I am not too comfortable with this argument. I don't think we need to understand complex systems in order to emulate intelligence. I believe intelligence is just a bundle of faculties, a set of abilities. Artificial General Intelligence will be a system that will be very good at combining these abilities.
"Let’s talk about AI. Everyone is talking about AI. None of these people have written real code. We are no closer to creating a general AI, I think, than we were 20 years ago. There are actual huge advances that have been made in specific AI, but these are data processing problems. Basically if I dump huge amounts of real world images into a neural network, then I can do better image recognition, no question. That is real. That is a data-driven solution. The algorithms haven’t gotten any better. The structure of how the human brain works and how the human body works is still so far advanced beyond our machine capabilities that, certainly, if there’s going to be a singularity, it’s not going to happen in my lifetime.
There you go, a tech guru telling you that it ain't happening anytime soon!:)
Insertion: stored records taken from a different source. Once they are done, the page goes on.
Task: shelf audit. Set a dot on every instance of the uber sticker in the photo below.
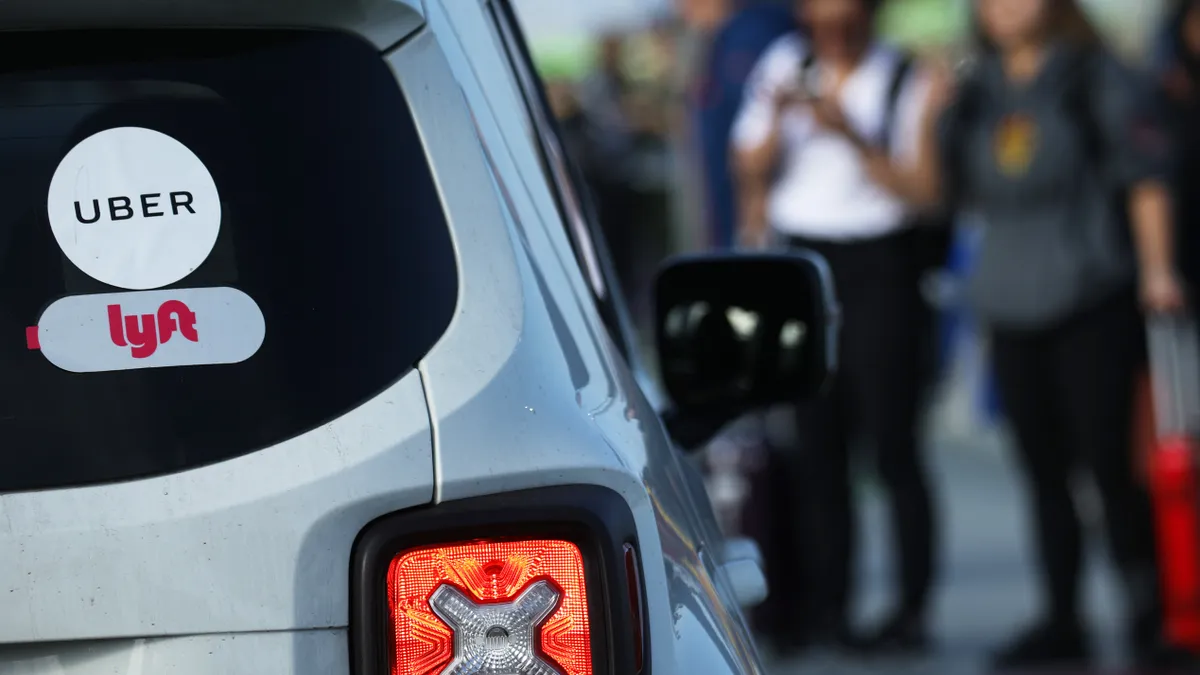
(133, 208)
(149, 329)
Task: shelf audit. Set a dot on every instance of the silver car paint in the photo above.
(243, 567)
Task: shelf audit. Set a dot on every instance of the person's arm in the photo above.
(913, 174)
(1137, 143)
(756, 144)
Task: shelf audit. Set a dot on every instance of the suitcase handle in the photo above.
(1175, 374)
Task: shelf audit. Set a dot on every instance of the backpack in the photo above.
(1060, 273)
(933, 232)
(1078, 106)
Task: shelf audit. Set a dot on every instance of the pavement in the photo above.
(988, 585)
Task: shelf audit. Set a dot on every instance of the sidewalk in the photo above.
(988, 579)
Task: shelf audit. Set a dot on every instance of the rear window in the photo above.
(210, 242)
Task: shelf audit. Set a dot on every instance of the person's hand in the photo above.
(1162, 292)
(1177, 84)
(829, 117)
(785, 99)
(879, 167)
(753, 238)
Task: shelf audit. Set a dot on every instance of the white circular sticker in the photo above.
(133, 208)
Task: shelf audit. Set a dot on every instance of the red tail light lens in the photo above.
(486, 607)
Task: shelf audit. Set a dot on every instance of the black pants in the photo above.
(1068, 394)
(875, 398)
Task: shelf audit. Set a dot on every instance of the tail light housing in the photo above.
(541, 583)
(510, 607)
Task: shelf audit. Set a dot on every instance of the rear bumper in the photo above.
(301, 652)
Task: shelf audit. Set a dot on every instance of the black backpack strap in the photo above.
(807, 64)
(1079, 101)
(899, 78)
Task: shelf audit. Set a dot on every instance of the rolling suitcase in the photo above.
(1173, 471)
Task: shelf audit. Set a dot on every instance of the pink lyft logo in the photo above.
(144, 336)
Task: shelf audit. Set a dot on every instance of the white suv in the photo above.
(312, 363)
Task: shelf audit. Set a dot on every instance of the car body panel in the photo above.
(382, 22)
(583, 419)
(306, 652)
(243, 566)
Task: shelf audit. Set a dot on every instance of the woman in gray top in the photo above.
(1051, 142)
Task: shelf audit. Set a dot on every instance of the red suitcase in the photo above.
(1173, 471)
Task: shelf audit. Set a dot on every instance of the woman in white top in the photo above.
(835, 143)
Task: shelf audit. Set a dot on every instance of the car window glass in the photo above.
(574, 205)
(329, 273)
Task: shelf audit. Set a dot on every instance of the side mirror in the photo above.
(742, 332)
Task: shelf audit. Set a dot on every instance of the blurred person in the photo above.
(1057, 148)
(738, 33)
(609, 135)
(1179, 65)
(837, 136)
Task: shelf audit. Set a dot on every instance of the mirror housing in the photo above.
(742, 332)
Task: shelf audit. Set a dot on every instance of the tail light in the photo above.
(543, 581)
(490, 607)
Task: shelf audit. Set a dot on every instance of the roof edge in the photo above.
(381, 22)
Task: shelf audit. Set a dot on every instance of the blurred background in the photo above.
(628, 67)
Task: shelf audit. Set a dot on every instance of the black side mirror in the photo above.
(741, 332)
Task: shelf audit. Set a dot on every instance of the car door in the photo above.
(592, 252)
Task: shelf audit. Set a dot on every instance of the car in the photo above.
(316, 364)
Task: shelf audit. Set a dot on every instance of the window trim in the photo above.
(563, 179)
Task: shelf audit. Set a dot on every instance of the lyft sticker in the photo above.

"I think in that sense some things like the singularity are pernicious. They’re pernicious for the same reason that the afterlife is pernicious. It takes you out of the moment. It gives you hope for the future so you stop living for today and you start living for tomorrow. I know that doesn’t sound like much, but it’s actually a big deal. At any given time, when you’re walking down the streets, a very small percentage of your brain is focused on the present. The rest is future planning or regretting the past. That’s keeping you from an incredible experience. It’s keeping you from seeing the beauty in everything and for being grateful for where you are.I think it can literally destroy your happiness if you spend all your time living in delusions of the future."
Here, the philosopher-meditator is takes the stage. And goes overboard. He then course-corrects, to say that not all the time pursuing dreams is wasted:
"I do think the singularity thing is good in the sense that it pushes forward technological advancement. We put more resources on it. We spend more time developing some of the great things as a human race, some of the great technologies, that we can take advantage of. In that sense, anything that pushes science forward is a good thing. I think it’s delusional to think that you’re somehow going to be saved before you die by some combination of AI and magic science. You just have to live the life you have."